Police reportedly seized six printed religious books—one Bible, one Shastra Bhajan Sanhita aur Niti Vachan, two copies of Naya Niyam, Muktidata Kaun and Bedari Ke Geet—along with a handwritten notebook and a mobile phone. No public forensic findings were available when the article was written.

Does possessing Christian literature prove unlawful religious conversion?

No. Religious books, prayer meetings and devotional teaching do not by themselves prove coercion, fraud or unlawful allurement; prosecutors must connect the materials to a prohibited benefit or a concrete act toward conversion.

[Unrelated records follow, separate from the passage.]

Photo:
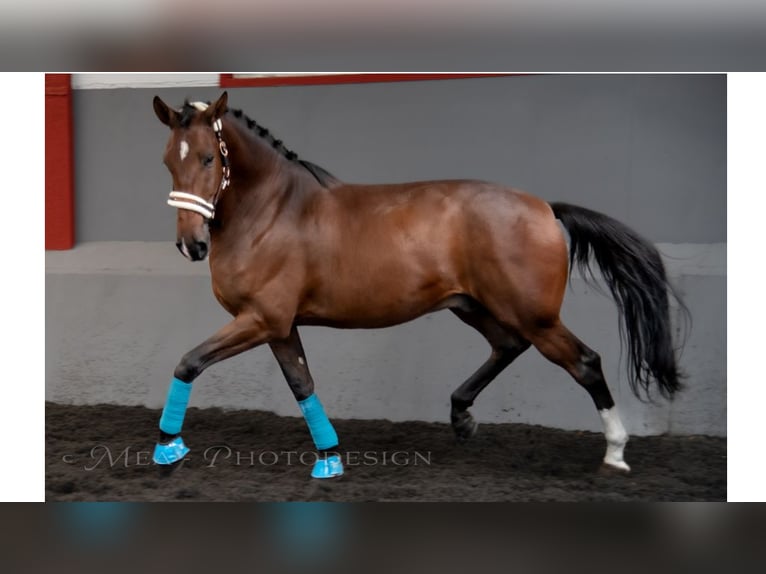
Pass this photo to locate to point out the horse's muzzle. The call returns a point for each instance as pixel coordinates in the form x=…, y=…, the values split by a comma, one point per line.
x=195, y=251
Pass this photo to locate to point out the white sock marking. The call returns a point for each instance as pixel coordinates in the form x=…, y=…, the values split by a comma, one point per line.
x=616, y=438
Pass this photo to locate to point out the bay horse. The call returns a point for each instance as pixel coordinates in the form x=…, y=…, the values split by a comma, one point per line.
x=289, y=245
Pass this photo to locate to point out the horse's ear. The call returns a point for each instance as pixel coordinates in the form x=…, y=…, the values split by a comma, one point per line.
x=218, y=108
x=165, y=113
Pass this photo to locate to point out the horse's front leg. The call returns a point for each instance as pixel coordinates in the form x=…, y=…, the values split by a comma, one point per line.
x=292, y=361
x=243, y=333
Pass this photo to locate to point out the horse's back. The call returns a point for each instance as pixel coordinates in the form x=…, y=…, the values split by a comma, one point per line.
x=385, y=254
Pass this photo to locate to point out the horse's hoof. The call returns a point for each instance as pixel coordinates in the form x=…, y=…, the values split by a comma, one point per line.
x=614, y=468
x=464, y=426
x=170, y=453
x=328, y=467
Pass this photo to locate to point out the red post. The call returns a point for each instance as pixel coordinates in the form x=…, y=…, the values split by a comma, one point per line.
x=59, y=170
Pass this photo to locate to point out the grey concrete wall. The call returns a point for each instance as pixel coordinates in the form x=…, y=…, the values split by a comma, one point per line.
x=648, y=150
x=120, y=316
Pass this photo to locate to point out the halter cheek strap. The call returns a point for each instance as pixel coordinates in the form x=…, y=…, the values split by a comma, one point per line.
x=191, y=202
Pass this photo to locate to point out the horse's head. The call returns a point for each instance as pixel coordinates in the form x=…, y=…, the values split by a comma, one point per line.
x=197, y=160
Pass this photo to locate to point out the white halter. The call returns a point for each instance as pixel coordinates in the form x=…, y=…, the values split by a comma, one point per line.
x=191, y=202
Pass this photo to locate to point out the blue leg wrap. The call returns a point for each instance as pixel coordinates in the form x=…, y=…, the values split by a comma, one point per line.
x=175, y=407
x=171, y=422
x=321, y=429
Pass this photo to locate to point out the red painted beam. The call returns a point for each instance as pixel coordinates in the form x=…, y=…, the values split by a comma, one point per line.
x=232, y=81
x=59, y=170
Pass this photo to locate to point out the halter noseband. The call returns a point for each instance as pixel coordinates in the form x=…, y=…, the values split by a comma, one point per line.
x=191, y=202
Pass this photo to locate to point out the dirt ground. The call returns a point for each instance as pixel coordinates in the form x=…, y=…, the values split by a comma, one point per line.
x=103, y=452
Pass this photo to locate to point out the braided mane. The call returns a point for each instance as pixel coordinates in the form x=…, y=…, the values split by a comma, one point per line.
x=324, y=177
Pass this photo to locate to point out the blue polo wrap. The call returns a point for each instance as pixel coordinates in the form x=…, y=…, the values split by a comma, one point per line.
x=321, y=429
x=175, y=407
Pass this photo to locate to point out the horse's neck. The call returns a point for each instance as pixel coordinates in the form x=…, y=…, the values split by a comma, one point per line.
x=261, y=184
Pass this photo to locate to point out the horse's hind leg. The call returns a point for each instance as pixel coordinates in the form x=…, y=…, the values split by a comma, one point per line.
x=560, y=346
x=506, y=346
x=292, y=360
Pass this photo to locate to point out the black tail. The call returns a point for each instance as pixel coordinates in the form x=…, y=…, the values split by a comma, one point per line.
x=633, y=270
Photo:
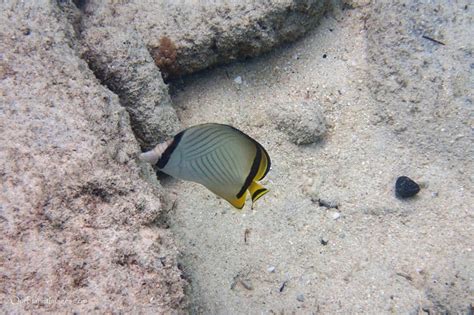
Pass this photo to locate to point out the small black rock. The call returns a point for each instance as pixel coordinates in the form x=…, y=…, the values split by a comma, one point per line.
x=406, y=187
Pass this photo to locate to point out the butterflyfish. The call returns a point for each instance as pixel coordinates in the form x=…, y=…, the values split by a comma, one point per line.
x=222, y=158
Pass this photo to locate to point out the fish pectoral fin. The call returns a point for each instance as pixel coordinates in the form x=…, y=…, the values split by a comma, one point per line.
x=238, y=202
x=256, y=191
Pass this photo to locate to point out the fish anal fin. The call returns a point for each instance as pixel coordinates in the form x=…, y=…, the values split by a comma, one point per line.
x=262, y=168
x=256, y=191
x=238, y=202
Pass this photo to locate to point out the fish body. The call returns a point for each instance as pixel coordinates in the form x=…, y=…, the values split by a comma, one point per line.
x=222, y=158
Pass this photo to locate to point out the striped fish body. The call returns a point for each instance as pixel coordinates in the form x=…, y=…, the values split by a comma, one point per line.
x=220, y=157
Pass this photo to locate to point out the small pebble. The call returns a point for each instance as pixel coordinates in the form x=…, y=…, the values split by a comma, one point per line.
x=238, y=80
x=324, y=240
x=406, y=187
x=246, y=284
x=300, y=297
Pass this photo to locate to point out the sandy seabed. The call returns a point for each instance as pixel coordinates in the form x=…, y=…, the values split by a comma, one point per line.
x=373, y=253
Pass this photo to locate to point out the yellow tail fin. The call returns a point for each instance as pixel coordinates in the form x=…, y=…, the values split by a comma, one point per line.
x=256, y=191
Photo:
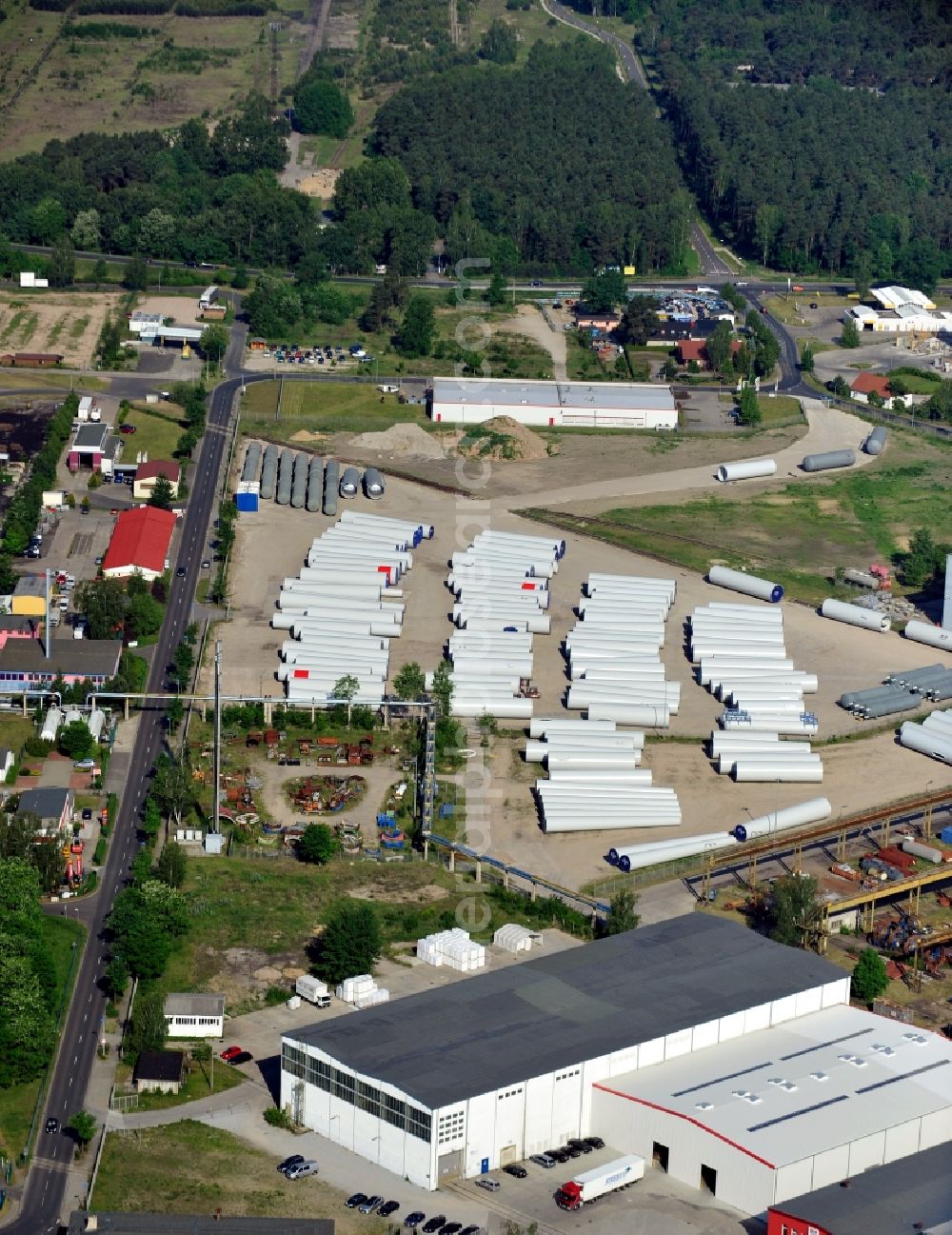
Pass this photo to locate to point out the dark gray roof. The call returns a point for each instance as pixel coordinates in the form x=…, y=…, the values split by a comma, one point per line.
x=196, y=1224
x=913, y=1192
x=507, y=1026
x=90, y=657
x=159, y=1066
x=47, y=803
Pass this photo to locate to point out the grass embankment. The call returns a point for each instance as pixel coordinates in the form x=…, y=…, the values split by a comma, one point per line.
x=154, y=435
x=797, y=535
x=189, y=1168
x=278, y=906
x=19, y=1102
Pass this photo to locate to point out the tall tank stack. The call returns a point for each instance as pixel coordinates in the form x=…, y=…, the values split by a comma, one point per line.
x=636, y=857
x=904, y=689
x=302, y=481
x=286, y=478
x=345, y=607
x=614, y=651
x=741, y=658
x=932, y=737
x=500, y=588
x=595, y=782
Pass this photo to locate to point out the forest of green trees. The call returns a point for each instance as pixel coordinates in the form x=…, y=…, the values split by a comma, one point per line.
x=558, y=161
x=877, y=44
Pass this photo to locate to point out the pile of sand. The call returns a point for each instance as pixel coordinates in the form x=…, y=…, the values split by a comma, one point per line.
x=520, y=442
x=407, y=441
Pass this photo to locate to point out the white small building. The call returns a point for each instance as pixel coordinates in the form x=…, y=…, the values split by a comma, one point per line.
x=902, y=310
x=553, y=404
x=195, y=1015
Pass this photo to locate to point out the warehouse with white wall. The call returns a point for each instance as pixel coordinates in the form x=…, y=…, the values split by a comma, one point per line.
x=553, y=404
x=487, y=1069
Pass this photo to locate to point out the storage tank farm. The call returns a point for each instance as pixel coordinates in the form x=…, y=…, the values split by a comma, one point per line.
x=345, y=607
x=500, y=603
x=595, y=780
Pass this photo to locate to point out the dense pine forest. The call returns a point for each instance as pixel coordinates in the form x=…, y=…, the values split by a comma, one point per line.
x=814, y=135
x=561, y=161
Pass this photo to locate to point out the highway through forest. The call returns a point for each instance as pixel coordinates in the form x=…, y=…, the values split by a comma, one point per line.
x=44, y=1189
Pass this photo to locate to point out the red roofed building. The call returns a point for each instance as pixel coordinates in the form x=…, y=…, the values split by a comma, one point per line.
x=871, y=383
x=697, y=349
x=147, y=474
x=140, y=544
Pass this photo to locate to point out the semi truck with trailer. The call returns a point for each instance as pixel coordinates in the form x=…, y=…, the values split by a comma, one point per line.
x=589, y=1185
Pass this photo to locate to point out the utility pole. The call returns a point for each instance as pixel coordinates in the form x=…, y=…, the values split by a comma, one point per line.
x=216, y=747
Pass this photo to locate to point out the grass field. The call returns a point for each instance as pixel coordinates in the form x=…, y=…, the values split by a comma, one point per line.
x=801, y=533
x=189, y=1168
x=17, y=1103
x=154, y=435
x=121, y=84
x=323, y=408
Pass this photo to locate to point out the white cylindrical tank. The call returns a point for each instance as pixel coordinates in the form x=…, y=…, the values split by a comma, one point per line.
x=748, y=585
x=757, y=770
x=540, y=727
x=744, y=469
x=50, y=725
x=503, y=709
x=936, y=636
x=855, y=615
x=925, y=741
x=627, y=714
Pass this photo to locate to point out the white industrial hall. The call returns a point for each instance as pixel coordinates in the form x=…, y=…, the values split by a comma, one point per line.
x=566, y=404
x=662, y=1042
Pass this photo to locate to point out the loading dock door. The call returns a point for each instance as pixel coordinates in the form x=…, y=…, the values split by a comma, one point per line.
x=449, y=1166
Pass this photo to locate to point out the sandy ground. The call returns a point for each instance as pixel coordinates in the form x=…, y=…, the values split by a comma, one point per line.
x=67, y=323
x=528, y=321
x=859, y=776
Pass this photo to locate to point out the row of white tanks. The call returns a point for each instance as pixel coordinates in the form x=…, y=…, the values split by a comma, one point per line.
x=595, y=782
x=345, y=607
x=741, y=656
x=614, y=651
x=932, y=737
x=95, y=720
x=500, y=586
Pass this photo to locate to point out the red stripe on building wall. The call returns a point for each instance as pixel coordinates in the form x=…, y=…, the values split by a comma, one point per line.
x=680, y=1114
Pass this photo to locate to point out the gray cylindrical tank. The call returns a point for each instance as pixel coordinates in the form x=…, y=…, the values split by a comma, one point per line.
x=862, y=579
x=373, y=483
x=252, y=462
x=349, y=482
x=268, y=473
x=828, y=460
x=331, y=482
x=299, y=486
x=286, y=478
x=315, y=486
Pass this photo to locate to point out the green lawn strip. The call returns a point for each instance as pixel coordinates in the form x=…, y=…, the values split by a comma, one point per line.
x=797, y=535
x=157, y=436
x=19, y=1102
x=189, y=1167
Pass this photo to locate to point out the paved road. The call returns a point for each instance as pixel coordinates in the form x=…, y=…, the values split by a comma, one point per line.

Which laws are cited in the Mirganj FIR?

Reports say the FIR cites sections 62 and 299 of the Bharatiya Nyaya Sanhita, 2023, plus sections 3 and 5(1) of the Uttar Pradesh Prohibition of Unlawful Conversion of Religion Act, 2021. Each provision has distinct elements that investigators must support with evidence.

What penalties does Uttar Pradesh law prescribe after the 2024 amendment?

For an ordinary contravention of section 3, the amended law provides three to ten years’ imprisonment and a fine of at least ₹50,000. Higher ranges apply to protected categories and mass conversion, but the available Mirganj reports cite sections 3 and 5(1) and do not establish a mass conversion.

How could the mobile phone and alleged police confession be used as evidence?

Electronic records require preservation, a documented chain of custody, reliable extraction and compliance with section 63 of the Bharatiya Sakshya Adhiniyam. Under section 23, a confession made to a police officer is generally not provable against the accused, subject to limited exceptions such as information distinctly tied to a discovered fact.

How does Article 25 affect allegations of unlawful conversion?

Article 25 protects freedom of conscience and peaceful profession, practice and propagation of religion, while allowing the state to punish proved coercion, fraud or prohibited allurement. The article explains that prayer, theological speech or charity provides context but cannot replace proof that a benefit was conditioned on conversion.